Prostate Seed Options for High-Risk Patients

Special Conditions for High-Risk Patients

For high-risk patients, a two-month regimen of anti-androgen (anti-testosterone) hormones is used. This regimen is followed by five weeks of external radiation therapy. After five weeks of external radiation therapy, there is a four- to six-week break for the patient. The seed implants are inserted after this break. Once the seeds are implanted, the anti-androgen therapy continues for three more months. 

Your patient is considered high risk if:

  • Cancer is in clinical Stages II and III. 
  • PSA is greater than 10. 
  • Gleason score is greater than 7/10. 

The Procedure for High-Risk Patients

With high-risk patients, a regimen utilizing anti-androgen (anti-testosterone) hormones may be used. This is followed by five weeks of external radiation therapy. The patient is then given a four- to six-week break. During the break, approximately two to three weeks before the seed implants are inserted; the radiation oncologist and the referring urologist will use a rectal ultrasound probe to examine the size and shape of the prostate. To ensure accuracy of the insertion, several ultrasound images of the prostate are then recorded.  

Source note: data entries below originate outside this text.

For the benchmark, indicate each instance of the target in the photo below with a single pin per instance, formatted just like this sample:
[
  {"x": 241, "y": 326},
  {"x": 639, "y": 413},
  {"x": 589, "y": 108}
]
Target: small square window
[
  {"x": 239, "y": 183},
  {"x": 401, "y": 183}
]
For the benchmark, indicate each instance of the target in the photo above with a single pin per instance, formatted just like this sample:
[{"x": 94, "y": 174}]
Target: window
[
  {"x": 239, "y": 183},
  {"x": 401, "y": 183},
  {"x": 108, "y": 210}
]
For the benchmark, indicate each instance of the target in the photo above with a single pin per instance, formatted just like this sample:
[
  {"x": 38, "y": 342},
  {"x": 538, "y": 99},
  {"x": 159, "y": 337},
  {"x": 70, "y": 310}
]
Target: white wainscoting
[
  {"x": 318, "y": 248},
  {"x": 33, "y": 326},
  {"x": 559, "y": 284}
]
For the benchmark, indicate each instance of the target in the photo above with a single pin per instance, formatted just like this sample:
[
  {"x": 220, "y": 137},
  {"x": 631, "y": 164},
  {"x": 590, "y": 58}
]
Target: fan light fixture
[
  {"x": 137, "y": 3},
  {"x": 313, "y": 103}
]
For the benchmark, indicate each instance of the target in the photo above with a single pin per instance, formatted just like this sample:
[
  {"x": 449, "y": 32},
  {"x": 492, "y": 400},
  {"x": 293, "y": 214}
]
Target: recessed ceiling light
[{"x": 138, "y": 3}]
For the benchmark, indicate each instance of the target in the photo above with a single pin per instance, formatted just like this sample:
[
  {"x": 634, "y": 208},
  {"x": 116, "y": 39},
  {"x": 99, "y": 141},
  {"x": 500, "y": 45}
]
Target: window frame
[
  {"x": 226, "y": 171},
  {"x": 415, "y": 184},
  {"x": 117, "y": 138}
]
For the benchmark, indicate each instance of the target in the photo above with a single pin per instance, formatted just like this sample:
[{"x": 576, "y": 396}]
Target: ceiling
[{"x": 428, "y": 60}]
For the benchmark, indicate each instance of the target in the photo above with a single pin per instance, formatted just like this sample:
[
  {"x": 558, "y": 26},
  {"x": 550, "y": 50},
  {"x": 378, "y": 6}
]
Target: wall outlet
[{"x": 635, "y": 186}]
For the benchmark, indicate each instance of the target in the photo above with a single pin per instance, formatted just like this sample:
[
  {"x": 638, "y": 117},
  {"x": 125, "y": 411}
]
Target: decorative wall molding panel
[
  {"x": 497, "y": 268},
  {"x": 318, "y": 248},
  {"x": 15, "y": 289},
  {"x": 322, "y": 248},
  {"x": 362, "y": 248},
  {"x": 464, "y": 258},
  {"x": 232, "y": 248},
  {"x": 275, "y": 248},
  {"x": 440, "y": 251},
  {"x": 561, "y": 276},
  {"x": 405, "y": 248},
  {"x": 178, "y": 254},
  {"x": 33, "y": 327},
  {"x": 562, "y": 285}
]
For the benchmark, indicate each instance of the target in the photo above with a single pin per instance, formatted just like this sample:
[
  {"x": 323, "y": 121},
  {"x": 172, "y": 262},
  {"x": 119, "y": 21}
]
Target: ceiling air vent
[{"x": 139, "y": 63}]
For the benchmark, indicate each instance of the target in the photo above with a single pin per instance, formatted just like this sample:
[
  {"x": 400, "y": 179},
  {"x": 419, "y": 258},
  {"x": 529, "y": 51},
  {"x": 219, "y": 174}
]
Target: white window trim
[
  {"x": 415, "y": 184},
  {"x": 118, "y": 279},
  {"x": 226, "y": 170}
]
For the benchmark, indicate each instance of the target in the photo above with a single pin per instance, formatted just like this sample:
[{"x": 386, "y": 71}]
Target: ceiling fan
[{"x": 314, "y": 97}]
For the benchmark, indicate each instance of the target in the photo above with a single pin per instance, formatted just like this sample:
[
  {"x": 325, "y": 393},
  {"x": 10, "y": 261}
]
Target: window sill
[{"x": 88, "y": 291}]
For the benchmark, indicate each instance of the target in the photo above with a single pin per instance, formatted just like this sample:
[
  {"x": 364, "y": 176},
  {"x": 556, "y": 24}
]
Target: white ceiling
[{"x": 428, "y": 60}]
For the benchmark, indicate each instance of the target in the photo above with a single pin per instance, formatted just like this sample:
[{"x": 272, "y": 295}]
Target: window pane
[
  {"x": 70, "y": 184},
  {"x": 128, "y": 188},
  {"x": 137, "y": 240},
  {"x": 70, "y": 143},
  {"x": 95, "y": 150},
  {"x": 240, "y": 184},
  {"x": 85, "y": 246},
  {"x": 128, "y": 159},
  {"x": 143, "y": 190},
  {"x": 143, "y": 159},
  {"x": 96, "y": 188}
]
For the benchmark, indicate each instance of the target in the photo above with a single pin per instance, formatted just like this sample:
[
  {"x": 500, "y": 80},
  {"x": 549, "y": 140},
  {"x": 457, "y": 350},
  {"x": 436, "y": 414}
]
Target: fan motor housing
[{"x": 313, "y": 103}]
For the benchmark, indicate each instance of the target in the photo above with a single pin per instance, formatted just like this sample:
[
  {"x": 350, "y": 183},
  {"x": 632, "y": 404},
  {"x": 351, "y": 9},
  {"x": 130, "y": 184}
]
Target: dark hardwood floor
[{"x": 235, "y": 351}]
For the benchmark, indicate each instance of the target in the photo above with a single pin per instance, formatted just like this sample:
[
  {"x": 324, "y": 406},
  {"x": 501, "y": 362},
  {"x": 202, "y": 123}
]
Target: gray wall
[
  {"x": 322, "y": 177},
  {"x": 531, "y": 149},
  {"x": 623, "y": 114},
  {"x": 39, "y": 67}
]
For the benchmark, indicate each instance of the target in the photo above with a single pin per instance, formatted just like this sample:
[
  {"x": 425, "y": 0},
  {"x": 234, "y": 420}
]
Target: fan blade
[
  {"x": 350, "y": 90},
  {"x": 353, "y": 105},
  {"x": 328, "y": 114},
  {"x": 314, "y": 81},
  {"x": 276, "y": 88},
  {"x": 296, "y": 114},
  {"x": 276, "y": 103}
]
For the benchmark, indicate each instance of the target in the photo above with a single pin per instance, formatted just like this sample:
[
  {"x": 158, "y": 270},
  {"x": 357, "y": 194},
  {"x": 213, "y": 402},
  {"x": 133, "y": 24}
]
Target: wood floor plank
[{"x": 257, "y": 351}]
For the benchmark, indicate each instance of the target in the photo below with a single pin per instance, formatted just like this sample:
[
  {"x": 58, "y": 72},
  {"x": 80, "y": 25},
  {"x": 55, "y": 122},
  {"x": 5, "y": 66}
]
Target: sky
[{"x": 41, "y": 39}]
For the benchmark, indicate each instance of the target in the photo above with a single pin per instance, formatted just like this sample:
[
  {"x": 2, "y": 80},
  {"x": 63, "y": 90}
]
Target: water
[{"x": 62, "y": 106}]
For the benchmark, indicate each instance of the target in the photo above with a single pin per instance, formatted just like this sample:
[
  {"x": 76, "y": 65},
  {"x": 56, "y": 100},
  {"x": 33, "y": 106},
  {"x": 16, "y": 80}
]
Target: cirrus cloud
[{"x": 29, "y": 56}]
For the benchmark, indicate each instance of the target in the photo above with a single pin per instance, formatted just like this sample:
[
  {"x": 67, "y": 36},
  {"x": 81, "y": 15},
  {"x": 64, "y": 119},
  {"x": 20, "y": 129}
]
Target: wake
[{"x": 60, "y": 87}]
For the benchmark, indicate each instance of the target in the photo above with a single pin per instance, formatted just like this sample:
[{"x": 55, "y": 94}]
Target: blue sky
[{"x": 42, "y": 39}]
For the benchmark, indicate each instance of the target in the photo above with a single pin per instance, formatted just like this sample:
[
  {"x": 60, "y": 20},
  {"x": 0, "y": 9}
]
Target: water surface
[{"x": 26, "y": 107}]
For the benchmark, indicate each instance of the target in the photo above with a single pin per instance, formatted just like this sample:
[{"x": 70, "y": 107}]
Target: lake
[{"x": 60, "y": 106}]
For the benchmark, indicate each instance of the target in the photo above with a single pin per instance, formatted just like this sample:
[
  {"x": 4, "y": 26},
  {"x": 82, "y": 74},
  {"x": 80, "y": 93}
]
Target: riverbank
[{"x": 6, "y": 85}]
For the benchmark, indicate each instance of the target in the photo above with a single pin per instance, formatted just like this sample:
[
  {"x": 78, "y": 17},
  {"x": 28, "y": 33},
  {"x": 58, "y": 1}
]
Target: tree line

After the four- to six-week break, the seed implants are inserted. A MedStar Health radiation oncology physicist/dosimetrist then uses a computer to construct a three-dimensional image of the prostate and determine the radiation strength and position of the pellets. Utilizing a three-dimensional image of the prostate allows the doctors to deal with each unique prostate anatomy, in the optimal manner.  

When it is time to insert the implants, the doctors use an ultrasound probe to visualize the prostate gland throughout the entire procedure. A template, constructed from the ultrasound pictures previously taken, is placed against the perineum, or the skin located between the scrotum and rectum. Needles that contain the "seeds" are inserted through pre-determined holes in this template, through the perineum, and into the prostate. After ultrasound positively confirms the needle position, the needle is slowly withdrawn and the seeds are left behind in the prostate.  

The anti-androgen hormone therapy then continues for about three months after implanting the seeds.  

Recovery and Follow-up Care

Most patients can go home the same day of the implant insertion. The urologist and radiation oncologist work together on follow-up care, which typically includes an evaluation after one month, and a visit every three to six months for the first five years to check the seed placement and progress of the treatment.